Josh Tetrick is CEO of Eat Just, the first company to bring a lab-grown meat to market, called GOOD Meat, and, as of this year, one of only two companies to receive approval from the U.S. Department of Agriculture.
What is the single most important action you think the public, or a specific company or government, needs to take in the next year to advance the climate agenda?
I’ll stick with food—I think individuals can make the choice to solve one part of our climate challenge by choosing to eat in a way that causes less harm. Less harm to themselves and to the planet. And this choice doesn’t require one dollar of new spending or any food technology company like ours to make cultivated or plant-based meats. It just takes an awareness of the problem and a will to take agency to solve it.
What sustainability effort do you hope will gain popularity with the general public this year, and why?
Many know it’s important to transition the world from fossil energy to renewable energy, but it’s equally important to transition the world away from factory farming billions of animals as a primary food source. That system causes more greenhouse gas emissions than all forms of transportation combined, and it’s getting worse every day. The effort is a simple one: choose to eat foods, mostly plant-based, that cause less harm to our planet.

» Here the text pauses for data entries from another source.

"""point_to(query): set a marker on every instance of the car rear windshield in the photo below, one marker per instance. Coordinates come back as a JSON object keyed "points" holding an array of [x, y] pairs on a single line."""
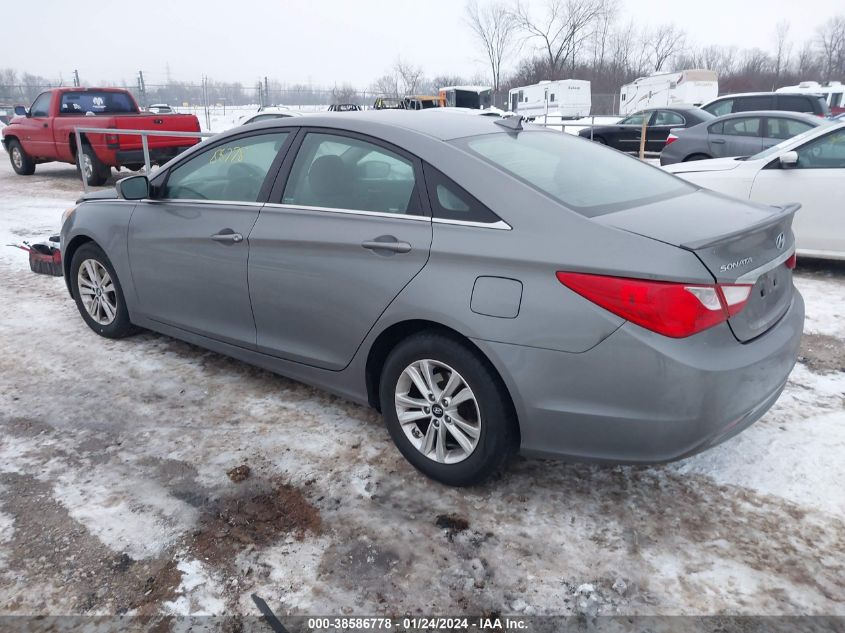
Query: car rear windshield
{"points": [[582, 175], [97, 102]]}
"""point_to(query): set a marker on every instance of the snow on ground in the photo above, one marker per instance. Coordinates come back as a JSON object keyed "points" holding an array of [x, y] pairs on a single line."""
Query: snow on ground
{"points": [[114, 494]]}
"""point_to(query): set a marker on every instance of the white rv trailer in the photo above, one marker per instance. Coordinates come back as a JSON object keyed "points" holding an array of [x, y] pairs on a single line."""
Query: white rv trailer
{"points": [[564, 98], [684, 87], [833, 92]]}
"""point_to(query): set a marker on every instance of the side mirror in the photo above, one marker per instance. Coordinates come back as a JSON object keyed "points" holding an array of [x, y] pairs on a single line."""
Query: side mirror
{"points": [[133, 188], [789, 159]]}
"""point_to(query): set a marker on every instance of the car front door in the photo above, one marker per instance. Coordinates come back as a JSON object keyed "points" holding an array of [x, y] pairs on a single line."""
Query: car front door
{"points": [[735, 137], [188, 247], [660, 125], [37, 138], [818, 183], [346, 229]]}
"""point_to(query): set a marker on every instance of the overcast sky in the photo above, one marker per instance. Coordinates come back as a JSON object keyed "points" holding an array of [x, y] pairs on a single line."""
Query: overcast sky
{"points": [[322, 41]]}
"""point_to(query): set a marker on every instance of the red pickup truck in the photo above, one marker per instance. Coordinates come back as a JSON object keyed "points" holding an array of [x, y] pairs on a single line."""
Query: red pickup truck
{"points": [[45, 132]]}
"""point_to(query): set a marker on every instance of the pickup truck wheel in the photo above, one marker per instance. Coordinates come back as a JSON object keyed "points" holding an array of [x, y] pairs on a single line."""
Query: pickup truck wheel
{"points": [[96, 173], [21, 163]]}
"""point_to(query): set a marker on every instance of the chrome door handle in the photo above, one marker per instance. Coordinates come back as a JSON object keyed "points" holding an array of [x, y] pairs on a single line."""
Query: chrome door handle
{"points": [[228, 238], [392, 246]]}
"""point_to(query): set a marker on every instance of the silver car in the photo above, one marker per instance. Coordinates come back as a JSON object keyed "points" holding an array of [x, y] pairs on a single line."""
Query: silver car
{"points": [[488, 288], [740, 134]]}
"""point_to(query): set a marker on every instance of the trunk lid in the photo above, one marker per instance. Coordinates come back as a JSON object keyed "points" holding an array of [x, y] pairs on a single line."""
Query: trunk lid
{"points": [[739, 243], [160, 123]]}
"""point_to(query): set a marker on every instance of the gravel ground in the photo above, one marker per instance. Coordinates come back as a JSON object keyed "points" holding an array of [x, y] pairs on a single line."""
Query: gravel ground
{"points": [[147, 476]]}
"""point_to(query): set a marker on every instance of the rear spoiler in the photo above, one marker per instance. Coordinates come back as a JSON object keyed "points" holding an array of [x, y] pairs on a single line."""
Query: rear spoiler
{"points": [[781, 212]]}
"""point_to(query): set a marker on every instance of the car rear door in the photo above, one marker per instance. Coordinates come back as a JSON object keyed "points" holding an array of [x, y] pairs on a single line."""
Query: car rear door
{"points": [[345, 230], [738, 136], [818, 183], [188, 247]]}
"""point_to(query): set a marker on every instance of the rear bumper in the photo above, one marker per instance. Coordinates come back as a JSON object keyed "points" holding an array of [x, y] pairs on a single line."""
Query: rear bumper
{"points": [[157, 154], [639, 397]]}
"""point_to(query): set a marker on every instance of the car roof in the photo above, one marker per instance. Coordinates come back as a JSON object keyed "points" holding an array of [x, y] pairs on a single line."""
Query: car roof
{"points": [[427, 122]]}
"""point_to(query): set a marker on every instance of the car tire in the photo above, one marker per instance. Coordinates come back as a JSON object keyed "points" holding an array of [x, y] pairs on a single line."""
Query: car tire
{"points": [[485, 411], [95, 172], [21, 162], [100, 300]]}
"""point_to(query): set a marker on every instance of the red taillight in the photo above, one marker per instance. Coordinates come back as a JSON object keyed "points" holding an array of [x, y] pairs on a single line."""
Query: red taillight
{"points": [[668, 308], [792, 261]]}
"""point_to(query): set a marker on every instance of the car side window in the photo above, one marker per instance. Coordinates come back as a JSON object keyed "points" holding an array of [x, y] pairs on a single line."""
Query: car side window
{"points": [[450, 201], [634, 119], [664, 117], [785, 128], [721, 107], [233, 171], [41, 105], [341, 172], [826, 152], [746, 126]]}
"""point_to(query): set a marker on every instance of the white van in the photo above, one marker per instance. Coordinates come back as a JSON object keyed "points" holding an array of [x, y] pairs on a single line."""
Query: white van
{"points": [[564, 98], [684, 87]]}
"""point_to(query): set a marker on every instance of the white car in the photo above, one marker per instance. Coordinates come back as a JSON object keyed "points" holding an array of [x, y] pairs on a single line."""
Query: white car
{"points": [[808, 168]]}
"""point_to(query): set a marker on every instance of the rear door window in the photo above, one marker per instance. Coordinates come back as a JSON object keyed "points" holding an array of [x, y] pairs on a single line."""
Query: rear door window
{"points": [[234, 171], [341, 172], [785, 128], [751, 103]]}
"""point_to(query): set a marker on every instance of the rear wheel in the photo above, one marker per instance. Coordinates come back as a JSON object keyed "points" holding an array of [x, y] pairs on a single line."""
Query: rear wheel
{"points": [[98, 294], [447, 410], [95, 173], [21, 163]]}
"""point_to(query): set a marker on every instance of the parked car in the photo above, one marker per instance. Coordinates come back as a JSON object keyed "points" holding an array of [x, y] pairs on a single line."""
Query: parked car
{"points": [[741, 134], [45, 132], [625, 135], [488, 288], [270, 113], [753, 101], [808, 168]]}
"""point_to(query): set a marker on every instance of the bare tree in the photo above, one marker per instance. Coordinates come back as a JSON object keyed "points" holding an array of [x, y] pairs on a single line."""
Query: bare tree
{"points": [[494, 26], [783, 48], [409, 74], [663, 43], [831, 38], [562, 28]]}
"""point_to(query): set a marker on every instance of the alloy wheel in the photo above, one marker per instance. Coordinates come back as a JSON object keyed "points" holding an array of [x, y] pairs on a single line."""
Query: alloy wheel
{"points": [[97, 291], [438, 412]]}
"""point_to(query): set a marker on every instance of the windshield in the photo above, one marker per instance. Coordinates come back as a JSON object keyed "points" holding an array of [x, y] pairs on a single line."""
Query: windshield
{"points": [[775, 149], [584, 176], [97, 102]]}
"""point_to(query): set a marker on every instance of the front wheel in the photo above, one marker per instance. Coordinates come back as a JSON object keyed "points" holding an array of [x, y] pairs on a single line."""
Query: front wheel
{"points": [[21, 163], [447, 409], [98, 294]]}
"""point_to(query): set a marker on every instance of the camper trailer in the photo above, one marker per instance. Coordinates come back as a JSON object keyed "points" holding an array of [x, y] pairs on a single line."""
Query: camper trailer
{"points": [[564, 98], [832, 91], [475, 97], [684, 87]]}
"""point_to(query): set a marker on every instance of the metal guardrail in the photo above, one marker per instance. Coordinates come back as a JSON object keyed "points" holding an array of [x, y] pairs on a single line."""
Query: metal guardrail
{"points": [[144, 134]]}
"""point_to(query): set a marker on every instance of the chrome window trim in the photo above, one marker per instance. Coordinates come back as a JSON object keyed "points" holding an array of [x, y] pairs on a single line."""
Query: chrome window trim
{"points": [[376, 214], [501, 225], [753, 275]]}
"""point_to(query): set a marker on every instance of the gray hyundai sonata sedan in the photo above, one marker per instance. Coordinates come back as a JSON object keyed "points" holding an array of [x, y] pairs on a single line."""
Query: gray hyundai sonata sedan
{"points": [[488, 288]]}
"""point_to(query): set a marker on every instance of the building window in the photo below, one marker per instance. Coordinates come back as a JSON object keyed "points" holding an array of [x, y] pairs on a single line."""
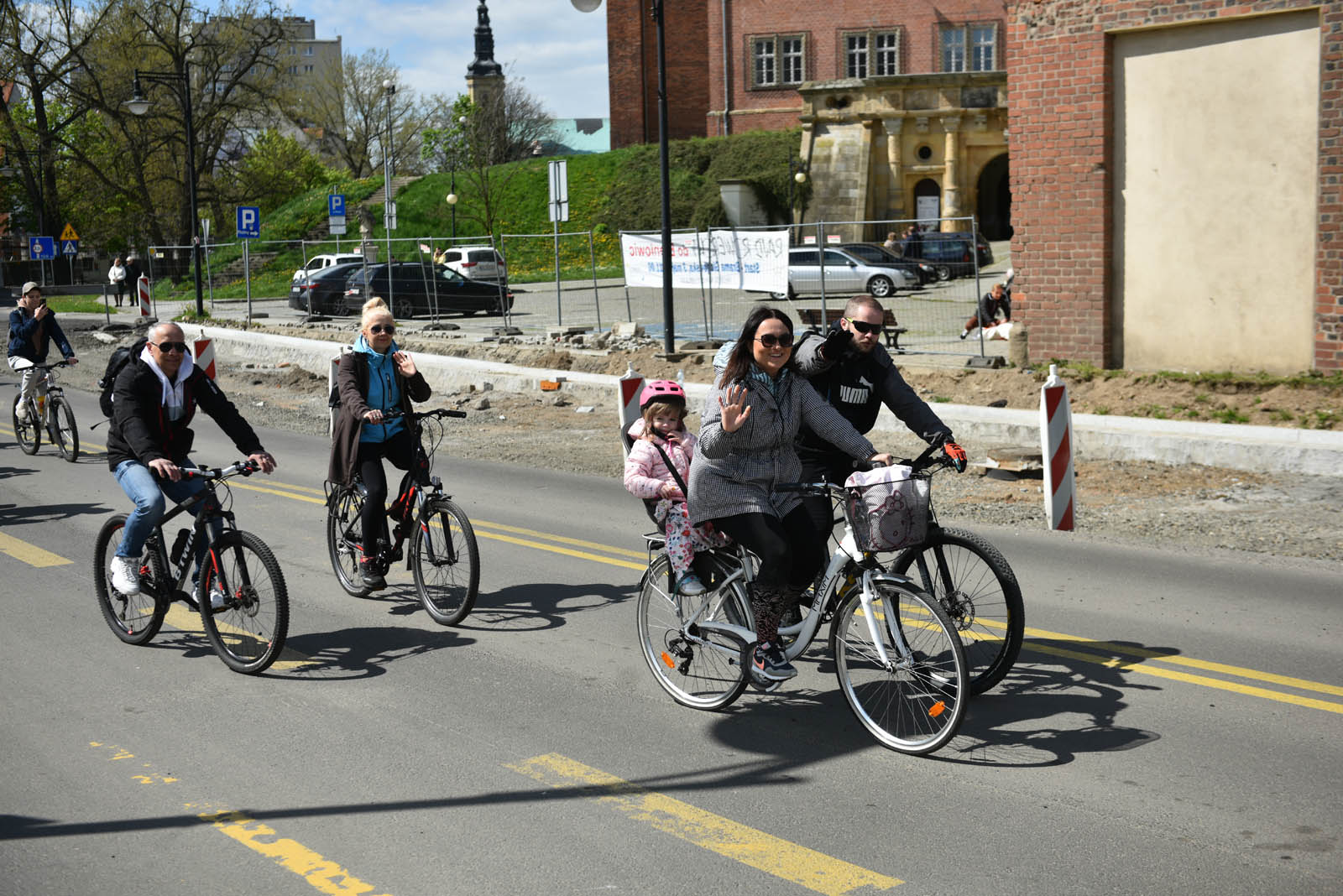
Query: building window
{"points": [[872, 53], [776, 60], [982, 43]]}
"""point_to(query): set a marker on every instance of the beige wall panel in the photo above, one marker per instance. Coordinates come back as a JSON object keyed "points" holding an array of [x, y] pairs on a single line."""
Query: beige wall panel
{"points": [[1215, 152]]}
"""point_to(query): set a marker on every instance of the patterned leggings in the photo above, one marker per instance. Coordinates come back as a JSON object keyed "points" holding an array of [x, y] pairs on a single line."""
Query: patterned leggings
{"points": [[684, 538]]}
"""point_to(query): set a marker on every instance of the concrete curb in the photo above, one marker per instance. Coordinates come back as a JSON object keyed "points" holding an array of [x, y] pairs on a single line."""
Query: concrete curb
{"points": [[1095, 436]]}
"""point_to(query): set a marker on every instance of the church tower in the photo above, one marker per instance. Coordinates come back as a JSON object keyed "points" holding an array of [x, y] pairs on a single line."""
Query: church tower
{"points": [[483, 76]]}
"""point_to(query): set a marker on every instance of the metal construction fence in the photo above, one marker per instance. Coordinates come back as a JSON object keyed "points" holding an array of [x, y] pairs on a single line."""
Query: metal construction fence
{"points": [[598, 278]]}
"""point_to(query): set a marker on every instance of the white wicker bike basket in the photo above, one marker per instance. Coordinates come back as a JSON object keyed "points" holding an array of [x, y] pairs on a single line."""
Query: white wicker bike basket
{"points": [[888, 510]]}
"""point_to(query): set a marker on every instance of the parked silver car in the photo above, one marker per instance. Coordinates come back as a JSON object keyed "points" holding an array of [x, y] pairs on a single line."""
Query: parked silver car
{"points": [[845, 273]]}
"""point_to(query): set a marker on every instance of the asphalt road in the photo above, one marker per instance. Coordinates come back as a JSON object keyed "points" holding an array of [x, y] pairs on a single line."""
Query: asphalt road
{"points": [[1173, 725]]}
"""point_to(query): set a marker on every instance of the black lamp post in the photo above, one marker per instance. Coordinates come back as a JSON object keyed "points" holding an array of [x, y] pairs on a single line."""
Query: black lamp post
{"points": [[797, 175], [138, 105], [657, 9]]}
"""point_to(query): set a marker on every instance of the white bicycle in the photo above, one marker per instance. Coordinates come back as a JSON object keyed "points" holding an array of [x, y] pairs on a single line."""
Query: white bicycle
{"points": [[899, 658]]}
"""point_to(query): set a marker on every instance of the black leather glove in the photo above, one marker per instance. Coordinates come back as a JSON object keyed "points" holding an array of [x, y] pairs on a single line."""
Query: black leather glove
{"points": [[836, 344], [955, 454]]}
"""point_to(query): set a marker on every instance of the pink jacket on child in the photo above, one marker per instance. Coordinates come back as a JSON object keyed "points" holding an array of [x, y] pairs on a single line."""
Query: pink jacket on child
{"points": [[645, 470]]}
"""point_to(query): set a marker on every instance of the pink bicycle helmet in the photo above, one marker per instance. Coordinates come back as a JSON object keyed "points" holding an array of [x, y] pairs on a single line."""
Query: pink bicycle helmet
{"points": [[666, 391]]}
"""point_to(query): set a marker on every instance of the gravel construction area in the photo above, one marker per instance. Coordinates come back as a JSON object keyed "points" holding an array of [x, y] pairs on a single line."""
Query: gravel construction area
{"points": [[1138, 502]]}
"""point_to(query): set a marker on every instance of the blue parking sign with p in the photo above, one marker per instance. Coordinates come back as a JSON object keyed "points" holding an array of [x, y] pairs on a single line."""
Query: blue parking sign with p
{"points": [[248, 221], [42, 248]]}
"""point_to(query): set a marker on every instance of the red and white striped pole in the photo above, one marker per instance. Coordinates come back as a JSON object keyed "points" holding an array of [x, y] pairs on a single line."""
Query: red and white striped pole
{"points": [[206, 356], [1056, 438], [143, 291], [631, 384]]}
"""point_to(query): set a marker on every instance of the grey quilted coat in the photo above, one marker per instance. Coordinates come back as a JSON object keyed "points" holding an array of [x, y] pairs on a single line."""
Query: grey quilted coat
{"points": [[736, 472]]}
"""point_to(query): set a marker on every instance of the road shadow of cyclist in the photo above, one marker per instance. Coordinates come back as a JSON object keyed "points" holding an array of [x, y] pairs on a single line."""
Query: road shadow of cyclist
{"points": [[1079, 687], [541, 605]]}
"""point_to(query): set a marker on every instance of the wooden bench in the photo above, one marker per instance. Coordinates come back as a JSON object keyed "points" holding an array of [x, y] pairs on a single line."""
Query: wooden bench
{"points": [[890, 329]]}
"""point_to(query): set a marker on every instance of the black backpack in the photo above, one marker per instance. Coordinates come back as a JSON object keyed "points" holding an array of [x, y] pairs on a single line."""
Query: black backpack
{"points": [[118, 360]]}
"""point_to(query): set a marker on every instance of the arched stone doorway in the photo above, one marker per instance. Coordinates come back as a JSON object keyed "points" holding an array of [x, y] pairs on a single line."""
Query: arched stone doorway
{"points": [[928, 201], [994, 208]]}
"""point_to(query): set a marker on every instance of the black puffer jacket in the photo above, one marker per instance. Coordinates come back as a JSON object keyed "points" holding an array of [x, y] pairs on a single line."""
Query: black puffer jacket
{"points": [[140, 427]]}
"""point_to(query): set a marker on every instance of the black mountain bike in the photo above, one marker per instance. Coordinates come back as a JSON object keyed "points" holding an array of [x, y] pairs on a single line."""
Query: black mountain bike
{"points": [[442, 553], [239, 591], [49, 409]]}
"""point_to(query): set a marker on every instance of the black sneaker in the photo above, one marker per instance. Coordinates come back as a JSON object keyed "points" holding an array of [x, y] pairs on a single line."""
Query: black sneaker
{"points": [[769, 662], [371, 576]]}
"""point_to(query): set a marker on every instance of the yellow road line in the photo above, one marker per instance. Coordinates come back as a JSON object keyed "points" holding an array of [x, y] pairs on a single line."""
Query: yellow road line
{"points": [[758, 849], [1185, 676], [321, 873], [30, 555]]}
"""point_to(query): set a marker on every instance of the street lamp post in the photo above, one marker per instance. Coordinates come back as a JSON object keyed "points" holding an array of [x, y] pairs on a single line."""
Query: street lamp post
{"points": [[797, 175], [668, 322], [389, 204], [138, 105]]}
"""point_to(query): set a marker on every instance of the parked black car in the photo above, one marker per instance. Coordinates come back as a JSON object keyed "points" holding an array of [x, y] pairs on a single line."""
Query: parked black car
{"points": [[327, 289], [881, 257], [420, 287], [953, 253]]}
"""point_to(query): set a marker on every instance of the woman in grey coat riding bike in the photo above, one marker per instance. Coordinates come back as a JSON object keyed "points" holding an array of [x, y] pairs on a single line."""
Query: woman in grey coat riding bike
{"points": [[374, 378], [749, 428]]}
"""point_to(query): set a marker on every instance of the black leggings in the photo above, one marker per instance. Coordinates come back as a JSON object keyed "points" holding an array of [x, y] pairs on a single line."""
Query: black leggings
{"points": [[402, 451]]}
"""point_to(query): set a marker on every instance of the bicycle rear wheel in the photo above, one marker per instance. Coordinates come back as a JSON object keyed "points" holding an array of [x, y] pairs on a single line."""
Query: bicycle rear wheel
{"points": [[447, 562], [342, 535], [700, 669], [62, 430], [134, 618], [915, 701], [248, 629], [27, 432], [980, 591]]}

What is a climate technology that isn’t getting the attention or funding it deserves?
As much as I wish human agency and will would get us there, I think we all have to be aware that we are all imperfect and sometimes you need to meet folks where they are. We believe that making meat without the large-scale slaughter of animals requires new technologies, including cultivating meat from a single cell and turning that into meat through a process of feeding and culturing those cells in vessels, similar to brewing beer. Cultivating meat is in its early days, and more attention and funding are needed to accelerate its rise to the top of the system of meat production.